Category: 7748-36-9

In 2022,Pecoraro, Camilla; Parrino, Barbara; Cascioferro, Stella; Puerta, Adrian; Avan, Amir; Peters, Godefridus J.; Diana, Patrizia; Giovannetti, Elisa; Carbone, Daniela published an article in Molecules. The title of the article was 《A New Oxadiazole-Based Topsentin Derivative Modulates Cyclin-Dependent Kinase 1 Expression and Exerts Cytotoxic Effects on Pancreatic Cancer Cellsã€?Reference of Oxetan-3-ol The author mentioned the following in the article:

Pancreatic ductal adenocarcinoma (PDAC) is a highly lethal form of cancer characterized by drug resistance, urging new therapeutic strategies. In recent years, protein kinases have emerged as promising pharmacol. targets for the treatment of several solid and hematol. tumors. Interestingly, cyclin-dependent kinase 1 (CDK1) is overexpressed in PDAC tissues and has been correlated to the aggressive nature of these tumors because of its key role in cell cycle progression and resistance to the induction of apoptosis.
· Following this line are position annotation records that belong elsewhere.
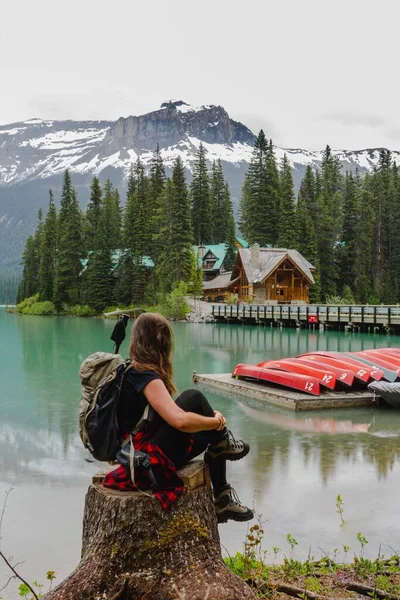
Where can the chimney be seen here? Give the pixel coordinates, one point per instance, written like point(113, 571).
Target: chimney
point(255, 257)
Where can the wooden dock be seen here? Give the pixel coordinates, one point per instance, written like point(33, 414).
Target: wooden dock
point(352, 317)
point(296, 401)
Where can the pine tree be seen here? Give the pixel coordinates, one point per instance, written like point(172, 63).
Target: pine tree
point(329, 218)
point(93, 213)
point(157, 176)
point(271, 206)
point(307, 243)
point(48, 253)
point(363, 262)
point(254, 226)
point(231, 248)
point(201, 200)
point(308, 191)
point(69, 247)
point(394, 264)
point(349, 242)
point(260, 195)
point(136, 238)
point(287, 233)
point(219, 203)
point(100, 278)
point(383, 190)
point(176, 260)
point(157, 187)
point(29, 281)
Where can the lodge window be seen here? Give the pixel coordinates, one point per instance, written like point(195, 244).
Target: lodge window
point(209, 264)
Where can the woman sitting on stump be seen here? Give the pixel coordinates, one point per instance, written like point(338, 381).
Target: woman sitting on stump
point(179, 431)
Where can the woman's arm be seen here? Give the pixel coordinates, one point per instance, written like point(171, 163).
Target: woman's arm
point(160, 399)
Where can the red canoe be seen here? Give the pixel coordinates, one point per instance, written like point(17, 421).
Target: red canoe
point(359, 371)
point(395, 351)
point(379, 360)
point(325, 377)
point(389, 357)
point(373, 373)
point(295, 381)
point(345, 376)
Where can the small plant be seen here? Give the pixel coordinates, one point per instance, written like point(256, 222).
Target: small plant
point(276, 551)
point(346, 550)
point(292, 542)
point(340, 508)
point(363, 541)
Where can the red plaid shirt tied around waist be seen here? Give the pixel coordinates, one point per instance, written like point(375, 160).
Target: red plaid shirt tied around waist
point(169, 484)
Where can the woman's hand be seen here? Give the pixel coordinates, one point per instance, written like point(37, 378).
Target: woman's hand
point(222, 420)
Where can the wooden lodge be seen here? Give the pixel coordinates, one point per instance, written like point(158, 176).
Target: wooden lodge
point(211, 257)
point(265, 276)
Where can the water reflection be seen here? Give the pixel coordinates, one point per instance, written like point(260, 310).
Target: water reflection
point(38, 435)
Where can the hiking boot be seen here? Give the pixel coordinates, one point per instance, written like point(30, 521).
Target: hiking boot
point(228, 448)
point(228, 506)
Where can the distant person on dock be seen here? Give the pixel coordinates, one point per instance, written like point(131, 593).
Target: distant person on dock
point(178, 430)
point(118, 334)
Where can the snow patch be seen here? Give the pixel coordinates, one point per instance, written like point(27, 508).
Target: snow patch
point(185, 108)
point(58, 139)
point(33, 121)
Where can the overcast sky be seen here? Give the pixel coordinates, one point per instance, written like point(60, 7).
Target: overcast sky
point(310, 72)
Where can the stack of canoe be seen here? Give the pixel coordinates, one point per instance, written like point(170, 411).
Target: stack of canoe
point(312, 372)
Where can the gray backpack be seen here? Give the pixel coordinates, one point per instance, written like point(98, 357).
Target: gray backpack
point(102, 375)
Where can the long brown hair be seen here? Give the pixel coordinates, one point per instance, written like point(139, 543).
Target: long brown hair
point(152, 342)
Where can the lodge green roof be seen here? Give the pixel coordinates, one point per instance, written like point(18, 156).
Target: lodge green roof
point(218, 250)
point(116, 258)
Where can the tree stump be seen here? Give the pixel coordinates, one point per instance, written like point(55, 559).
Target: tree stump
point(133, 550)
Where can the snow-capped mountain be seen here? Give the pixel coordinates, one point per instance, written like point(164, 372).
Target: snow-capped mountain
point(40, 149)
point(35, 153)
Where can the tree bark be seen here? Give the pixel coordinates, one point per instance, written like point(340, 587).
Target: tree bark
point(133, 550)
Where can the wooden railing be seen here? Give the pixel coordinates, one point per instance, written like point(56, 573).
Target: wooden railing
point(359, 314)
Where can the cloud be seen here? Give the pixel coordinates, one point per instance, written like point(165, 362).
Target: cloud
point(345, 117)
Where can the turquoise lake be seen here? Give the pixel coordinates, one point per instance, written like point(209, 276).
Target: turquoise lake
point(297, 466)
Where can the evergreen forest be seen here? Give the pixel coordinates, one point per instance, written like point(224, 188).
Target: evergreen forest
point(81, 263)
point(345, 224)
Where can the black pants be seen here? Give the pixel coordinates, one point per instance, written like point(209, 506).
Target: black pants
point(175, 443)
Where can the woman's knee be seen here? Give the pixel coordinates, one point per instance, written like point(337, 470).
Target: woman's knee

For these reasons, CDK1 is one of the main causes of chemoresistance, representing a promising pharmacol. target. In this study, we report the synthesis of new 1,2,4-oxadiazole compounds and evaluate their ability to inhibit the cell growth of PATU-T, Hs766T, and HPAF-II cell lines and a primary PDAC cell culture (PDAC3). Compound 6b was the most active compound, with IC50 values ranging from 5.7 to 10.7 μM. Mol. docking of 6b into the active site of CDK1 showed the ability of the compound to interact effectively with the ATP binding pocket. Therefore, we assessed its ability to induce apoptosis (which increased 1.5- and 2-fold in PATU-T and PDAC3 cells, resp.) and to inhibit CDK1 expression, which was reduced to 45% in Hs766T. Lastly, compound 6b passed the ADME prediction, showing good pharmacokinetic parameters. These data demonstrate that 6b displays cytotoxic activity, induces apoptosis, and targets CDK1, supporting further studies for the development of similar compounds against PDAC. In the experimental materials used by the author, we found Oxetan-3-ol(cas: 7748-36-9Reference of Oxetan-3-ol)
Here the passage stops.